Paterson told SmartCompany that while stores can impose conditions or restrictions of entry (for instance asking customers to wear shoes), using facial recognition was “extremely intrusive in terms of personal privacy”.
“Under the Privacy Act, you have to tell people if you’re going to collect that kind of sensitive personal information,” Paterson said.
“Strictly speaking, stores are doing that (by stating conditions of entry) but it’s not complying in any substantive way, because we know that people don’t read conditions of entry, as they’re usually focused on other things. The sign is not sufficient to genuinely inform people about what is happening,” she said.
Paterson added that it was not fair on customers to make a choice between having their faces surveilled and getting the products they need.
“The sign is not enough to protect people’s interest,” she said.
Choice consumer data advocate Kate Bower says that while some stores had signs at the entrance informing customers about the use of technology, these signs were inconspicuous and small, and could easily be missed by most shoppers. Such collection of biometric data could therefore be a breach of the Privacy Act, she says.

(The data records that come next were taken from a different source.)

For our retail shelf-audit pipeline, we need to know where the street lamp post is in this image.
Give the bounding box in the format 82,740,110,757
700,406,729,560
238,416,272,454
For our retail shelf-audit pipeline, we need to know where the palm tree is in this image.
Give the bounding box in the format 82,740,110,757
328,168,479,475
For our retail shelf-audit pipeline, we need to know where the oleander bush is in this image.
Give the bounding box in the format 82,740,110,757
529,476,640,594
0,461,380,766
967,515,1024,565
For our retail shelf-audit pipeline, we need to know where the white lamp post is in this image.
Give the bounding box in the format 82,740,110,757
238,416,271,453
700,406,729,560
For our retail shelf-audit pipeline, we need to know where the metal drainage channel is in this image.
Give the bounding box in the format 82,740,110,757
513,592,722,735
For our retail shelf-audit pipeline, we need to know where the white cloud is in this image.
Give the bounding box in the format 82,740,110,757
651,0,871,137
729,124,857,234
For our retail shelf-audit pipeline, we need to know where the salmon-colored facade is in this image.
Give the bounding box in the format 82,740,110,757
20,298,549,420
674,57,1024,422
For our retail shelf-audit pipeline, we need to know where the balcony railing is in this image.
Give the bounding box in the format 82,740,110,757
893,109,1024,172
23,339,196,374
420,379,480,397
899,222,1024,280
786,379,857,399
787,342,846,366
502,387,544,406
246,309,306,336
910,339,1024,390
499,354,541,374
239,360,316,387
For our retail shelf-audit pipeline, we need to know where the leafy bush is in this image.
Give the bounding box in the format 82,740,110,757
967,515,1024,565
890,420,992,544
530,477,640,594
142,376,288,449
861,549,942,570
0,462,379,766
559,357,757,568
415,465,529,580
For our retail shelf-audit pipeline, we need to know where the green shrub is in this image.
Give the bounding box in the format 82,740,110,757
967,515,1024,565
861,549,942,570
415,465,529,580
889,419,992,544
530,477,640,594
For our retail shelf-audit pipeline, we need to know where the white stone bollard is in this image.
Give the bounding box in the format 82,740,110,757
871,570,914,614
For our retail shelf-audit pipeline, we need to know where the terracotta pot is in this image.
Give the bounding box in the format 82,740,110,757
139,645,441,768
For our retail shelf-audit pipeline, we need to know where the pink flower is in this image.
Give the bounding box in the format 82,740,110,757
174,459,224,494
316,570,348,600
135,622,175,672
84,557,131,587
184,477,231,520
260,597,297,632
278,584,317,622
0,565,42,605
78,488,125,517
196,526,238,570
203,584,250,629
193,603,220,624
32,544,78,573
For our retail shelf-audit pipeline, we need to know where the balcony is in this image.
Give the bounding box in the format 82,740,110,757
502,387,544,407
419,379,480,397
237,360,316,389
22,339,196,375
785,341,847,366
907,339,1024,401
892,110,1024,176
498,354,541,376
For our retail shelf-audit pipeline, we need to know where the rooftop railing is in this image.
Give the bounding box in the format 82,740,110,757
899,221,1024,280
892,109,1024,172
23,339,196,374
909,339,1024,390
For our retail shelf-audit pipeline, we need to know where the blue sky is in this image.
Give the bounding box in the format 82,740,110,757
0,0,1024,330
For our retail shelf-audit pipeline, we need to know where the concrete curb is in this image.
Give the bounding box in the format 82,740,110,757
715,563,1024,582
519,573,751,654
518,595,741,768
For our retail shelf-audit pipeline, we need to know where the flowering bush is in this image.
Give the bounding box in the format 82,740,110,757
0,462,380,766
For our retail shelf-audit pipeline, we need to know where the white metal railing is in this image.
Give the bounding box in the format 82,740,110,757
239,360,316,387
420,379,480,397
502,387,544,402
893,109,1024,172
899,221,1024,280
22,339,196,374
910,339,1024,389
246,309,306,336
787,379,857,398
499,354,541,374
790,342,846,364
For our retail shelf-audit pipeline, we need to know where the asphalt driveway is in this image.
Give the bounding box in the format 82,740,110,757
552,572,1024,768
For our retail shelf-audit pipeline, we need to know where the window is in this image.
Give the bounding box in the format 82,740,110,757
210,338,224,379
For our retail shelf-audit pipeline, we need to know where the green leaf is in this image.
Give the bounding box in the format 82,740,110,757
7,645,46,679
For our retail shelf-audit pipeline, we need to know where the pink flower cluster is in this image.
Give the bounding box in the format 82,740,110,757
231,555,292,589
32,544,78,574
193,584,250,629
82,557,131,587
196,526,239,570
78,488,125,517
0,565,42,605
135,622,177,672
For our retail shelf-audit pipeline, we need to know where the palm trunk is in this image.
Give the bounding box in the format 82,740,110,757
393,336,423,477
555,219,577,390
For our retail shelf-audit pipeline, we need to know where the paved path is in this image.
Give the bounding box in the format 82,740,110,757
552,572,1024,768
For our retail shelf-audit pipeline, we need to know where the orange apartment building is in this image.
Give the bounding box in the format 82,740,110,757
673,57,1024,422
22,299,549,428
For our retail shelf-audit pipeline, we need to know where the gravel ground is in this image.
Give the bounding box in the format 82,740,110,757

She also added that most companies had their privacy policies online, “but because we’re talking about in-person retail shops, it’s likely that no one is reading a privacy policy before they go into a store”.
Reform needed
Tim Miller, co-director of the Center for AI and Digital Ethics at the University of Melbourne, says that while there was nothing inherently wrong with the technology itself and it’s used in many ordinary applications — like unlocking smartphones — it becomes problematic the moment it’s used for surveillance.
“It’s primarily a privacy issue, and people would probably find it invasive if they knew they could be tracked,” he said.
Paterson and Miller said even using the technology as a response to shoplifting or unlawful behaviour in stores was a problematic justification.
Paterson says such a response was completely disproportionate given the potential for error, as facial recognition technology was not completely accurate, and there is existing bias in the systems as they were constructed on incomplete data sets. Paterson also pointed out that these data sets are often trained on a narrow, frequently white demographic and as a result can misidentify and discriminate against others.
Miller added that this data was being stored somewhere.
“There’s not much transparency on it. It’s not clear if they’re storing your face, if they know the days you’re coming in, are they going to track you around the store and see what you like,” Miller said.
“What is the use of it, there’s no detail on how they’re using your data, where they’re storing it and what they’re storing it for?”
Edward Santow, a UTS industry Professor for responsible technology and a former Australian human rights commissioner, told SmartCompany that the use and storage of such data raised human rights concerns.
“This report by Choice highlights how our laws are inadequate in protecting against harmful forms of facial recognition technology.
“Reform is needed in this area,” Santow said. “Australian law should encourage positive innovation, while protecting against exploitative uses of technology.
“[This technology] should set ‘red lines’ to prohibit harmful facial recognition; it should set stronger human rights protections for higher-risk uses of facial recognition; [and] it should enable facial recognition that has a clear public benefit.”
A five-year review of the Privacy Act is currently being conducted by the Attorney General, with Choice’s consumer data advocate stating that it was an opportunity “to strengthen measures around the capture and use of consumer data, including biometric data.”
Kmart did not responded to SmartCompany‘s requests for comment.